Plantar fasciitis. A bone spur, sometimes called a heel spur, can form where the connective tissue (fascia) connects to your heel bone (calcaneus). The spur results from chronic irritation or inflammation of the connective tissue, but the spur itself doesn’t cause the pain associated with plantar fasciitis.


Signs and symptoms


On your spine, bone spurs can push against your nerves, or even your spinal cord, causing pain and numbness elsewhere in your body.


On your neck, cervical bone spurs can protrude inward, occasionally making it difficult to swallow or painful to breathe. Bone spurs can also push against veins, restricting blood flow to your brain.

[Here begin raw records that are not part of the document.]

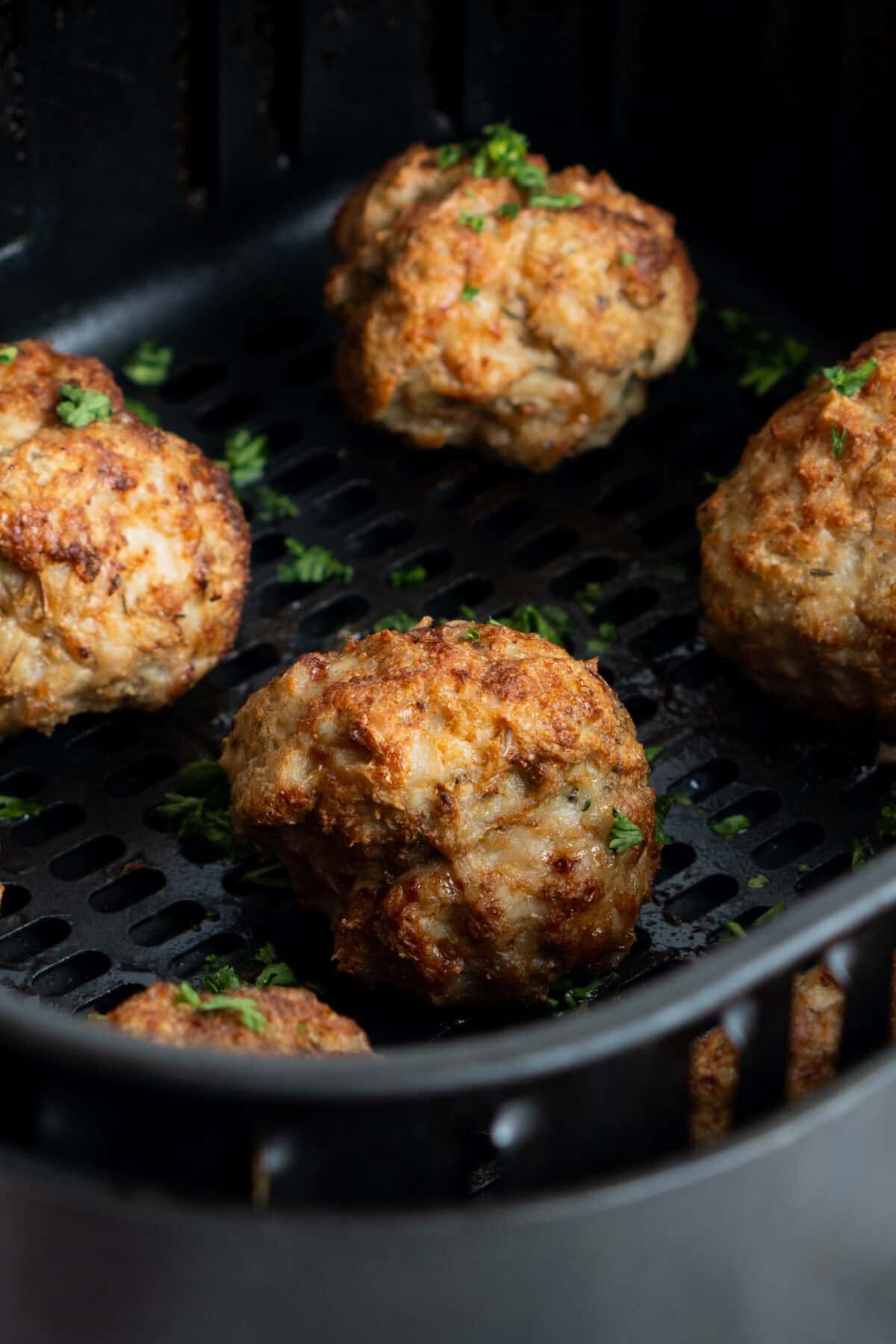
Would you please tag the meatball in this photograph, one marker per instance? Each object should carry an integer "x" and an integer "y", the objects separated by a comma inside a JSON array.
[
  {"x": 800, "y": 547},
  {"x": 455, "y": 799},
  {"x": 296, "y": 1021},
  {"x": 124, "y": 554},
  {"x": 474, "y": 316}
]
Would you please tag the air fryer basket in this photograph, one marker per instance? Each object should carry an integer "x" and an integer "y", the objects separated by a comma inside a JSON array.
[{"x": 171, "y": 174}]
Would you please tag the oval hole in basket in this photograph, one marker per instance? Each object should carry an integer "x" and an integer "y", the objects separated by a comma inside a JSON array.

In your shoulder, bone spurs can restrict the range of motion of your arm. Bone spurs can rub on your rotator cuff, a group of tendons that help control your shoulder movements. This can cause swelling (tendinitis) and tears in your rotator cuff.


On your neck, cervical bone spurs can protrude inward, occasionally making it difficult to swallow or painful to breathe. Bone spurs can also push against veins, restricting blood flow to your brain.


Treatment of Bone Spurs


Treatment of the symptoms may include rest, ice, stretching, and no steroidal anti-inflammatory drugs (Naiads) such as ibuprofen. If the bone spur is in the foot as in plantar fascistic, then esthetics, new footwear and extra padding in the show may help. If severe symptoms persist a physician may also suggest a corticosteroid injection reduce pain and inflammation of the soft tissues next to the bone spur.


Take an ice pack and apply it on the inflamed bone spur area 4-5 times in a day. If the problem doesn’t get cured, then apply heating pads.


Stand with the balls of your feet on the edge of a stair or curb and your heels over the edge. Relax your calf muscles and let your heels drop down slightly, until you feel the stretch along the Achilles tendons on the back of your heels.